The environmental Benefits Mapping and Analysis Program-Community Edition (Ben MAP-CE) is a newly developed PC-based and open-source tool developed by the U.S. EPA to quantify the health impacts and economic value of air quality changes. Originally released in the Fall of 2013, this new version replaces a proprietary version that the Agency and outside stakeholders relied upon for over 10 years to support policy decisions.

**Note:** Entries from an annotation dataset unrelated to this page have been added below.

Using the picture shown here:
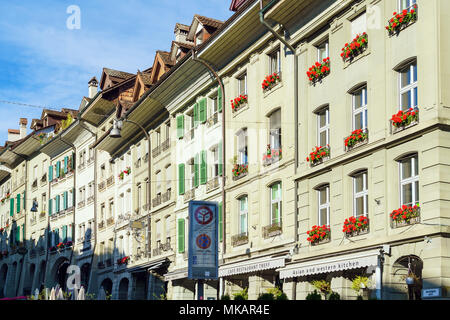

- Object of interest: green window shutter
[219,202,223,242]
[200,150,208,184]
[194,153,200,188]
[217,86,223,112]
[198,98,206,123]
[194,103,200,128]
[62,226,67,242]
[64,157,69,173]
[218,141,223,176]
[16,193,20,213]
[56,161,61,178]
[48,166,53,181]
[178,219,185,253]
[9,198,14,217]
[177,114,184,139]
[178,163,185,195]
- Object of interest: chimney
[19,118,28,139]
[88,77,98,99]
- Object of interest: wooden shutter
[178,163,185,195]
[178,219,185,253]
[219,202,223,242]
[194,153,200,188]
[200,150,208,184]
[217,86,223,112]
[177,114,184,139]
[199,98,206,123]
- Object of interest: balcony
[206,176,219,192]
[263,222,282,239]
[231,233,248,247]
[106,176,114,188]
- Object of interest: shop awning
[278,249,380,279]
[219,255,289,278]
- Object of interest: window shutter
[178,219,185,253]
[177,114,184,139]
[9,198,14,217]
[199,98,206,123]
[178,163,184,195]
[217,86,223,112]
[194,103,200,128]
[200,150,208,184]
[219,202,223,242]
[48,166,53,181]
[16,193,20,213]
[64,157,69,173]
[194,153,200,188]
[218,141,223,176]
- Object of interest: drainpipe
[259,0,299,262]
[192,49,227,298]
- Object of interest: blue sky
[0,0,232,145]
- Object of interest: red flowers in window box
[306,57,330,83]
[386,4,417,35]
[231,94,248,111]
[391,108,419,128]
[306,225,331,244]
[344,129,369,148]
[261,72,281,91]
[390,204,420,223]
[306,145,330,165]
[342,216,369,235]
[341,32,369,61]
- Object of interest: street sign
[188,201,219,280]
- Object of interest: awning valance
[279,249,380,279]
[219,256,289,277]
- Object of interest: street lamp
[109,119,151,254]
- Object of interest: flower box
[306,57,330,83]
[231,164,248,180]
[344,129,369,151]
[341,32,369,62]
[261,72,281,91]
[390,204,420,228]
[231,94,248,112]
[342,216,369,237]
[306,225,331,245]
[306,145,330,167]
[263,144,283,166]
[390,107,419,134]
[386,4,417,36]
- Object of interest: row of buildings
[0,0,450,299]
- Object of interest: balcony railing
[184,189,195,202]
[231,233,248,247]
[206,176,219,192]
[263,222,282,239]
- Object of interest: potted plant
[306,57,330,83]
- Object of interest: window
[270,182,281,224]
[237,72,247,95]
[317,39,330,62]
[351,12,367,39]
[237,129,248,164]
[399,62,418,111]
[353,171,369,217]
[238,196,248,234]
[399,155,419,206]
[317,106,330,147]
[352,86,367,130]
[269,48,281,74]
[269,109,281,150]
[317,185,330,226]
[398,0,416,11]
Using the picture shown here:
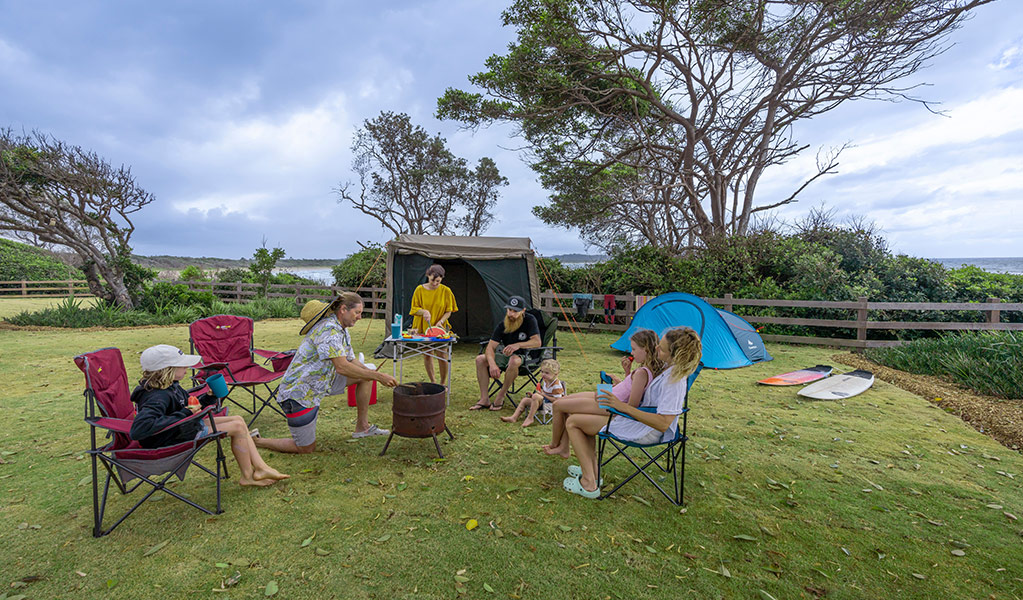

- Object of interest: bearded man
[469,295,541,411]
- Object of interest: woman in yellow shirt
[409,265,458,385]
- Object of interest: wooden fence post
[987,297,1002,323]
[856,295,868,348]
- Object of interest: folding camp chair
[188,315,295,427]
[75,348,227,538]
[596,364,703,506]
[480,309,563,407]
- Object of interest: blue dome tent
[611,291,771,369]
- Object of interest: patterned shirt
[277,314,355,408]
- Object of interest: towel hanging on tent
[572,293,593,320]
[604,293,615,323]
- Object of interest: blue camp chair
[596,363,703,506]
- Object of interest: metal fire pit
[381,382,454,458]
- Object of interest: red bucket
[348,381,376,406]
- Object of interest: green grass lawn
[0,312,1023,600]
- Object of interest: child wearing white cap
[128,344,288,486]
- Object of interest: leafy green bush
[138,281,216,315]
[864,331,1023,400]
[178,265,213,281]
[330,244,387,289]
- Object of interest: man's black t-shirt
[490,313,540,345]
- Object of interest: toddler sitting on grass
[501,359,565,427]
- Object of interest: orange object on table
[348,381,376,406]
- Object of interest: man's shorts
[280,400,319,446]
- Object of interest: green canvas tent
[387,234,540,341]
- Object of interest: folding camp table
[384,335,455,406]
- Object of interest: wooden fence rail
[0,279,92,297]
[0,280,1023,350]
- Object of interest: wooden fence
[0,280,1023,350]
[540,289,1023,350]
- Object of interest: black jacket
[128,381,216,448]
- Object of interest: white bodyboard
[799,370,874,400]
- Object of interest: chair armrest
[85,417,131,434]
[253,348,297,359]
[157,405,217,433]
[605,406,657,421]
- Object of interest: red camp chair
[75,348,227,538]
[188,315,295,426]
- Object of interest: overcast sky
[0,0,1023,259]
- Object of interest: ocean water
[278,258,1023,285]
[930,258,1023,275]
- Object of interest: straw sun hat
[299,295,341,335]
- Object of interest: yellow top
[408,283,458,333]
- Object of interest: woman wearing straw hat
[256,291,398,454]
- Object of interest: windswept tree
[338,111,507,235]
[438,0,992,251]
[0,129,153,309]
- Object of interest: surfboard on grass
[757,365,832,385]
[799,369,874,400]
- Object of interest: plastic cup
[206,373,227,398]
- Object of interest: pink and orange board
[757,365,832,385]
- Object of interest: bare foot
[253,467,292,481]
[238,477,277,488]
[543,444,572,458]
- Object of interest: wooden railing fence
[0,280,1023,350]
[0,279,92,297]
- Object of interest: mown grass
[866,331,1023,400]
[0,312,1023,599]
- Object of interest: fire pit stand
[381,382,454,458]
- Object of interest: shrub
[864,331,1023,400]
[138,281,216,315]
[330,244,387,289]
[178,265,213,281]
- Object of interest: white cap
[138,343,203,371]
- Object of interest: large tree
[0,129,153,309]
[338,111,507,235]
[438,0,992,251]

Ben MAP-CE contains a user-modifiable database that comes pre-installed with a full suite of health impact functions, population projections, baseline health, air quality and economic value estimates for the U.S. and China. The program now also incorporates air quality, population and baseline health data from the Global Burden of Disease (GBD) project, enabling analysts to assess the avoided deaths associated with user-specified air quality changes in each of the countries covered by the GBD project. For example, analysts could quantify the number of avoided premature deaths from a hypothetical 30% reduction in PM2.5 levels in Indonesia.
This full-day training session will instruct users in three key topics :
(1) understanding the basic principles of air pollution benefits assessment so that they may characterize results and their uncertainty correctly;
(2) operating the tool with the GBD data to perform country-level screening analyses;
(3) using the core features of the Ben MAP-CE program including the Geographic Information System, how to select health impact functions from the library and how to report both tabular results and maps.